Increasing weight decay when the model overfits does not seem to do anything

I am training a simple resnet model (made only of 3 consecutive basic blocks whose final outputsize is 256, it goes as 3 -> 64 -> 128 -> 256) to classify images from CIFAR-10. I use SGD optimizer with initial learning rate 0.1, momentum 0.85 and weight decay 0.001.

I realized that the model first hits a plateau around epoch 20 and then upon decreasing the learning rate the test accuracy goes up to around %85 percent and training accuracy goes up to >%99.999 percent after which there is no real improvement (probably because the gradient is 0). So I added a check point that increases weight decay to 0.01 and then to 0.1 when there is over training. I do it as follows:

if(state['weight decay']==0.001 and len1>5 and all(item>0.99 for item in state['training accuracy'][len1-5:len1])):
        state['weight decay']=0.01
        print('Changing weight decay. New weight decay is')
        for param_group in optimizer.param_groups:
              param_group['weight decay']=state['weight decay']
              print('%.5f'% param_group['weight decay'])

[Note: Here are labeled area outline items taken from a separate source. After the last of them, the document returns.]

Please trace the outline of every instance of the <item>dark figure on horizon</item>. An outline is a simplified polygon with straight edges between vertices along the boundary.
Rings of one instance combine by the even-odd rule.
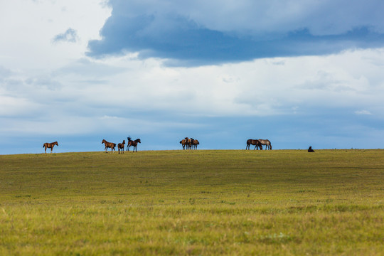
[[[47,153],[47,148],[48,149],[50,149],[50,153],[52,153],[52,150],[53,149],[53,146],[55,146],[55,145],[58,146],[58,142],[52,142],[52,143],[44,143],[44,144],[43,145],[43,148],[46,148],[46,154]]]

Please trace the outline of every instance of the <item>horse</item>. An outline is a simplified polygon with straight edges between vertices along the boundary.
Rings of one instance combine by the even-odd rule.
[[[186,137],[186,146],[187,146],[188,149],[191,149],[192,148],[192,142],[193,142],[193,139]]]
[[[48,143],[48,142],[44,143],[44,144],[43,145],[43,147],[46,148],[45,149],[46,149],[46,154],[47,154],[47,148],[50,149],[50,153],[52,153],[52,150],[53,150],[53,146],[55,145],[58,146],[58,142],[52,142],[52,143]]]
[[[127,150],[129,151],[129,147],[131,146],[133,146],[134,147],[133,151],[134,152],[134,149],[136,149],[136,151],[137,152],[137,143],[142,143],[142,142],[140,141],[140,139],[136,139],[134,141],[131,139],[131,137],[127,137],[127,139],[128,139],[128,144],[127,146]]]
[[[270,142],[268,139],[259,139],[258,141],[260,142],[262,145],[265,145],[265,150],[267,150],[268,147],[270,147],[270,150],[272,150],[272,144],[271,144],[271,142]]]
[[[105,153],[108,151],[108,148],[111,148],[111,152],[113,152],[114,151],[116,152],[116,149],[114,149],[116,144],[113,142],[108,142],[105,139],[102,140],[102,144],[103,143],[105,145],[105,149],[104,149],[104,150],[105,150]]]
[[[195,149],[197,149],[197,145],[199,145],[200,143],[197,139],[193,139],[192,142],[192,146],[195,146]]]
[[[245,150],[250,149],[250,147],[251,144],[255,145],[255,148],[253,149],[253,150],[255,150],[256,149],[256,147],[257,147],[257,150],[259,150],[259,148],[260,149],[260,150],[262,149],[262,144],[261,144],[260,142],[259,142],[258,139],[248,139],[247,141],[247,146],[245,147]]]
[[[120,154],[120,149],[122,149],[122,154],[124,154],[124,146],[125,145],[125,139],[123,140],[122,143],[119,143],[117,144],[117,149],[119,150],[119,154]]]
[[[185,137],[184,139],[180,141],[180,144],[181,144],[181,146],[183,146],[183,150],[186,149],[187,139],[188,139],[188,137]]]

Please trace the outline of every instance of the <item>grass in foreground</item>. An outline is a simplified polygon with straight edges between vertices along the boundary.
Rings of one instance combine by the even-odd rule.
[[[0,156],[0,255],[383,255],[384,150]]]

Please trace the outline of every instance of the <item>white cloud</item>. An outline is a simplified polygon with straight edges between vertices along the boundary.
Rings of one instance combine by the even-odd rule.
[[[366,114],[366,115],[373,114],[371,112],[370,112],[368,110],[356,110],[356,111],[355,111],[355,114]]]

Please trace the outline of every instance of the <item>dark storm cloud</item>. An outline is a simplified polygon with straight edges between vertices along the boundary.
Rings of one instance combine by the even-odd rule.
[[[219,14],[220,11],[226,14],[228,10],[213,9],[213,15],[218,16],[214,22],[203,16],[204,13],[209,15],[205,4],[196,2],[193,6],[180,4],[177,7],[177,2],[165,2],[168,5],[156,6],[151,1],[110,1],[113,11],[101,31],[102,38],[89,42],[87,55],[99,58],[138,52],[140,58],[161,58],[171,59],[169,63],[174,65],[199,65],[266,57],[324,55],[384,45],[383,28],[375,19],[375,8],[383,6],[380,1],[368,1],[361,8],[363,14],[349,13],[359,10],[356,3],[351,4],[353,8],[343,6],[349,15],[361,17],[360,23],[351,18],[337,18],[340,12],[337,9],[343,7],[345,1],[338,1],[341,4],[338,5],[326,1],[328,6],[334,9],[327,9],[324,4],[309,6],[307,10],[300,10],[296,16],[288,10],[286,21],[273,16],[281,15],[284,6],[272,11],[270,15],[272,21],[267,22],[253,18],[250,14],[252,10],[245,9],[244,22],[238,22],[236,26],[228,20],[239,20],[241,13],[225,18]],[[250,7],[259,7],[245,2]],[[217,7],[219,4],[218,2]],[[199,6],[203,14],[196,16],[192,11]],[[270,9],[268,4],[262,7]],[[370,11],[373,17],[369,17]],[[311,14],[316,15],[311,18]],[[321,16],[330,21],[322,21]],[[252,22],[255,23],[254,28]],[[264,26],[259,24],[262,22],[265,23]],[[323,26],[318,24],[321,22]]]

But after this change, the training accuracy remains at the same level. I am changing the weight incorrectly or the weights have become so large that this much increase in weight decay has no affect? I will try dropout now but I would also like to understand what I am doing wrong.

I think this is a very technical question that does not touch PyTorch well; so, maybe you could try some other forum(s), stack-overflow is one.
Good luck.

Well I mainly wanted to make sure that the way I change the weight decay is legit.